Yeah, sorry it's kind of unclear.  I can find my way around the firewall but I'm no expert on it.  I uploaded the cert to the firewall via Certificate Mangement - Certificates.  It shows up as valid.  I create the ssl/tls profile using the newly uploaded cert and assigned it to both the Portal and Gateway authentication tabs.  

 

Now the web page comes up with no certificate errors.  I can log in and download the clients no problem.  HOWEVER, when I try to connect via the global protect client I get the following "The server certificate is invalid.  Please contact your system administrator"

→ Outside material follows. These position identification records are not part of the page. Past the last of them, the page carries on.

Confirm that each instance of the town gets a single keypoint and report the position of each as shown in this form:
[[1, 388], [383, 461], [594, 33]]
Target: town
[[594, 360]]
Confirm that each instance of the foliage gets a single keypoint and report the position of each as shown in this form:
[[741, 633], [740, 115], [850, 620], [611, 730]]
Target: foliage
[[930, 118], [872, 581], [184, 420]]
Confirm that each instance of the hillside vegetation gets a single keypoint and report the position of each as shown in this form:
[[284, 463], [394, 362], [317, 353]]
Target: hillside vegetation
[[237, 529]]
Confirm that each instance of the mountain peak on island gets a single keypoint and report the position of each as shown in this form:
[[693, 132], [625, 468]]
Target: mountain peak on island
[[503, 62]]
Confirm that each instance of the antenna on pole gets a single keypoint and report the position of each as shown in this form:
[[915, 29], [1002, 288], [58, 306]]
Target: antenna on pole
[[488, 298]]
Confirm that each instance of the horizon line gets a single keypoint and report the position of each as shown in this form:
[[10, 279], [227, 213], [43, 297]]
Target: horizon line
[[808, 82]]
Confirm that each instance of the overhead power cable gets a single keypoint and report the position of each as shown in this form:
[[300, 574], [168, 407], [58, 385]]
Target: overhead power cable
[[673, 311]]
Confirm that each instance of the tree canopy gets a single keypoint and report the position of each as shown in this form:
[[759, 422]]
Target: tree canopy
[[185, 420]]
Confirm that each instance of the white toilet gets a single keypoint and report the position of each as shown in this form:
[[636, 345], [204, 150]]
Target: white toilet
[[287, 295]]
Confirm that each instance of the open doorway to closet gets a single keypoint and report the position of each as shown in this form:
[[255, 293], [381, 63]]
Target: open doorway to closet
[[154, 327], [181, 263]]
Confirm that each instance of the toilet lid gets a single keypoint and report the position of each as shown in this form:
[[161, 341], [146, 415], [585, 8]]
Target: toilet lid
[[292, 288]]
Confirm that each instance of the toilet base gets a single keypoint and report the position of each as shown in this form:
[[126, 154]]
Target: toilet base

When I put the self-signed certificates back, Global Protect is again able to connect.

 

Not sure what I'm missing.  Probably a lot.

L6 Presenter

Is the "server certificate is invalid" error message when you are connecting to the Portal or the Gateway? (The client connects to the Portal first, downloads the client config and a list of Gateways to connect to, then disconnects and connects to a Gateway to actually pass VPN traffic). From the GlobalProtect and System logs you should be able to see which stage it is reaching:

portal-prelogin ->

portal-auth ->

portal-getconfig ->

gateway-prelogin ->

gateway-auth ->

gateway-register ->

gateway-getconfig ->

gateway-setup-IPSec ->

gateway-connected

 

You can also go the the GP client and view the connection log. Write down the exact system time you start, try to connect to the VPN, then go to the GP client App menu->Settings->Troubleshooting->Collect Logs. Preferably run this just after the failure message. This dumps out a huge zip file of different logs. In the PanGPA.log you will see a detailed file of all the connection steps (it is very large and can be quite confusing if you dont know what you r looking for). You should be able to pick out the connection, the server certificate received, and why the GP client rejected it (unknown CA, failed check, etc.).

 

You will obviously need the public root/intermediate CAs, used to sing the public certificate on the Portal/Gateways, on the endpoint machines... But since you said this was a public authority sign cert I would assume those are already installed by the OS. There is an option in the GP client config to disable server certificate checking if you want to try that as a temporary workaround:

GlobalProtect->Portals->[config]->Agent->[config]->App->Allow User to Continue with Invalid Portal Server Certificate: Yes/No

 

I could have sworn there is also an optional configuration under App that allowed you to tell the client to only accept certain server certificates for authentication, but I can't find it at the moment.